Fraternità di Lessolo
Scrivere cosa è stato per noi don Renato è difficile, non tanto per ricordare i vari aspetti della sua persona, gli episodi passati insieme, le discussioni, le esperienze, la ricerca di fede, ma, soprattutto, per cercare di trasmettere l’essenziale.
Per prima cosa non l’abbiamo mai chiamato don, ma semplicemente per nome. Non per sminuire il suo essere prete, ma per amicizia. Quando siamo partiti dopo la terribile notizia per andare ad Ivrea, abbiamo detto a qualcuno che stavamo andando al funerale di un amico, ma ci siamo subito resi conto che la parola amico ci stava un po’ stretta. Renato era qualcosa di più per noi e per la nostra famiglia: una colonna portante del nostro vivere: la sua fede, i suoi pensieri, la sua vita, ma soprattutto la sua grande umanità.
Renato e Nino (Don Antonio Nigra): un binomio fondamentale per noi. La loro visione del mondo ha sempre illuminato la nostra vita dandole un senso profondo. E quando la vita ha un senso, una profonda felicità ti pervade e una grande forza. E questo lo dobbiamo a loro. Non abbiamo più incontrato persone con così grande spessore nel corso degli anni!!!
Renato ha accompagnato la nostra vita per più di quarant’anni. Abbiamo vissuto insieme nella comunità di Banchette e insieme a Nino è sempre stato presente a tutti gli appuntamenti importanti: anniversari, matrimoni, morti, nascite: l’ultima è stata la benedizione che hanno dato al piccolo Nino, il bimbo di Manù, la scorsa estate. E che dire delle sue visite qui in Toscana e gli incontri assidui a Ivrea?
Banchette, Lessolo. Un unico filo ha tenuto insieme le sue scelte. Lui con quella intelligenza sopraffina e la sua capacità analitica, preziose per qualsiasi lavoro intellettuale, si piegò al lavoro manuale e al sudore del corpo, dalla prima scelta a Banchette di lavorare in fabbrica fino alla fraternità di Lessolo, prima in falegnameria, poi ricurvo a fare i lavori nell’orto.
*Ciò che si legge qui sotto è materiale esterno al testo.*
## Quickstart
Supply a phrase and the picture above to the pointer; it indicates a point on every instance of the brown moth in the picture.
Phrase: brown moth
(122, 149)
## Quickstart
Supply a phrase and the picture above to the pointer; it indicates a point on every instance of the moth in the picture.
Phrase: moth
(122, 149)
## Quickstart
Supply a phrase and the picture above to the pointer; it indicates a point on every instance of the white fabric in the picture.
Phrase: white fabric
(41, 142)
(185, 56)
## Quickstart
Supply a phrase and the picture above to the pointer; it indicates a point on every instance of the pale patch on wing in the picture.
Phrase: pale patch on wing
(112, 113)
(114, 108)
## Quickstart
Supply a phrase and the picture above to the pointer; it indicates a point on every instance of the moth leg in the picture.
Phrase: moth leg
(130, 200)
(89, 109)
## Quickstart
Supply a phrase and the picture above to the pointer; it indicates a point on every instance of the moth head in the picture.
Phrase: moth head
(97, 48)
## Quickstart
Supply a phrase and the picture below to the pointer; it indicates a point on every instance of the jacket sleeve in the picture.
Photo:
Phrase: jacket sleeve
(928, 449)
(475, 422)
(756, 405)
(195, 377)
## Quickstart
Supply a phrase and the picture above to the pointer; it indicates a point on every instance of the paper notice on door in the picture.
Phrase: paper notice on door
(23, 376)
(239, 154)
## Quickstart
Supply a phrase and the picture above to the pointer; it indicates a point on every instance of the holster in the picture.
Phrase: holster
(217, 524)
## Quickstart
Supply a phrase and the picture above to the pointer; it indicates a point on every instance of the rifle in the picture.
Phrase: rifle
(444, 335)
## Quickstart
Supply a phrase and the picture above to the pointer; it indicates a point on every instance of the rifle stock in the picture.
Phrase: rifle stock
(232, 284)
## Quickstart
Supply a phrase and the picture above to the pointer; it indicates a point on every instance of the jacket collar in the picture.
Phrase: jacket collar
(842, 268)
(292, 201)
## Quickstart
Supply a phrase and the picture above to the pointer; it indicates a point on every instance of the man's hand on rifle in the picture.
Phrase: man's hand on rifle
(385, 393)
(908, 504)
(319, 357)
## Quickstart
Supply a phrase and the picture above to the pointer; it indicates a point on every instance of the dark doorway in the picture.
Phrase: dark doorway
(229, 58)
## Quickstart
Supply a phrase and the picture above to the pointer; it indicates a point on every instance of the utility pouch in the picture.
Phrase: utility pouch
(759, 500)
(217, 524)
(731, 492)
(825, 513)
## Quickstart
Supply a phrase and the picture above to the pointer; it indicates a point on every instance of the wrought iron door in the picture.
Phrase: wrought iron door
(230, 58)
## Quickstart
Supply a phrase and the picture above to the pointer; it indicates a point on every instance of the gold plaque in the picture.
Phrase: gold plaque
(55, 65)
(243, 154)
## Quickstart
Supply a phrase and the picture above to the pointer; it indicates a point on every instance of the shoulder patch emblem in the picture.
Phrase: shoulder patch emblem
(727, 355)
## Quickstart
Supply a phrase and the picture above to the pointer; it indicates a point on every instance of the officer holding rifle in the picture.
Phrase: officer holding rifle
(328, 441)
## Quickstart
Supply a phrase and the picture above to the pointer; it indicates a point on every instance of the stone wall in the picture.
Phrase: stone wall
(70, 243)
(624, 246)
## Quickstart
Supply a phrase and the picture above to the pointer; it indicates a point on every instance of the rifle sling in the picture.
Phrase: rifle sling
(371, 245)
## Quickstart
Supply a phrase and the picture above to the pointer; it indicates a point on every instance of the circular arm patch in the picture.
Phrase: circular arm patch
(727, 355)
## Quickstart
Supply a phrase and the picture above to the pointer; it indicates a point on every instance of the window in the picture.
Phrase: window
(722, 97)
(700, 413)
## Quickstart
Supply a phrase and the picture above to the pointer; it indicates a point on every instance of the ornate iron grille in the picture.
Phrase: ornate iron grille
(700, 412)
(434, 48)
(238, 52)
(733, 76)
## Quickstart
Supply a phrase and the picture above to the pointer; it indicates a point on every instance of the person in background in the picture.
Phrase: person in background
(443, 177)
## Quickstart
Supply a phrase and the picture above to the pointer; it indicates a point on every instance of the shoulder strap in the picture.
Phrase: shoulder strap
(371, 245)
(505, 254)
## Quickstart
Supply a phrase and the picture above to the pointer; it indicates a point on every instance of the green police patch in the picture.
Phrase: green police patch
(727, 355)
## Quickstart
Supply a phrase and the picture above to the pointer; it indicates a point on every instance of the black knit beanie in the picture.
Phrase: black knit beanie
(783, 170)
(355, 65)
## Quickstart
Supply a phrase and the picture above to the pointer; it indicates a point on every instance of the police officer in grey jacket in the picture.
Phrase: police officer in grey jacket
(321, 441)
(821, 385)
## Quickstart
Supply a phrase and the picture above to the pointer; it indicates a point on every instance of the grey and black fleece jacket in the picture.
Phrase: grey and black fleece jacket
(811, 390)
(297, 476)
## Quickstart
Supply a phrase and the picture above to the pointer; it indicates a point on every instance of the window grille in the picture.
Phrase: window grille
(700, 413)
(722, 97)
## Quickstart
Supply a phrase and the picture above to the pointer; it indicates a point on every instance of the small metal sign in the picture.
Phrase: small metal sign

E poi l’accoglienza dei più bisognosi, dei più indifesi, degli esclusi. La sua scelta non era semplicemente quella di aiutare i più poveri, di sostenerli, di condividere la loro vita. No, era qualcosa di più profondo. Quello della ricerca dello stesso loro punto di vista, della stessa angolazione da cui i poveri vedono e giudicano il mondo. Era una collocazione dalla quale correva il rischio di non essere “oggettivo”, di essere radicale, a volte di essere scortese e duro. Era un rischio che Renato conosceva bene, che consapevolmente correva per essere aderente alla sua scelta e alla sua fede.
La sua ricerca non era senza sforzo, non era senza dolore. A partire dal terribile dolore fisico dovuto a un’artrosi, che forse l’ha ucciso, mentre con abnegazione continuava il faticoso lavoro nell’orto. Fino alla coscienza che quella sua scelta e il modo di esservi fedele l’avevano messo un po’ in disparte nella chiesa, lasciato ai margini.
Ma la sua tristezza che a volte scoprivi quando affrontavi l’argomento era coperta da quel suo modo bonario, da quel sorriso pieno di compassione per tutti, che indicava quanto profondamente umana fosse la sua fede in Gesù e nel suo vangelo. A Torre Balfredo per anni nella messa domenicale Renato dava con le sue omelie non solo una intelligente interpretazione della parola di Dio, ma rivelava anche il cammino della sua ricerca di fede. Dava una toccante manifestazione del maturare della sua esperienza e della sua vita.
Se alcuni anni fa erano prevalenti le denunce e le accorate esortazioni, nonché le battaglie per una fede più matura e impegnata, negli ultimi tempi le omelie costituivano una riflessione più pacata in cui la compassione per gli uomini tutti era diventata prevalente, in cui lo sguardo benevolo di Gesù accompagnava lo sguardo dei poveri.
Queste omelie, che sono state diligentemente raccolte, costituiscono un lascito di grandissimo valore per quelli che non hanno avuto la fortuna di incontrare Renato in vita; e possono ritornare ad essere motivo di riflessione e di abbandono nel Signore anche per quelli come noi, che l’abbiamo tanto amato, e sollevare un po’ il nostro cuore che la sua assenza ha riempito di profonda solitudine.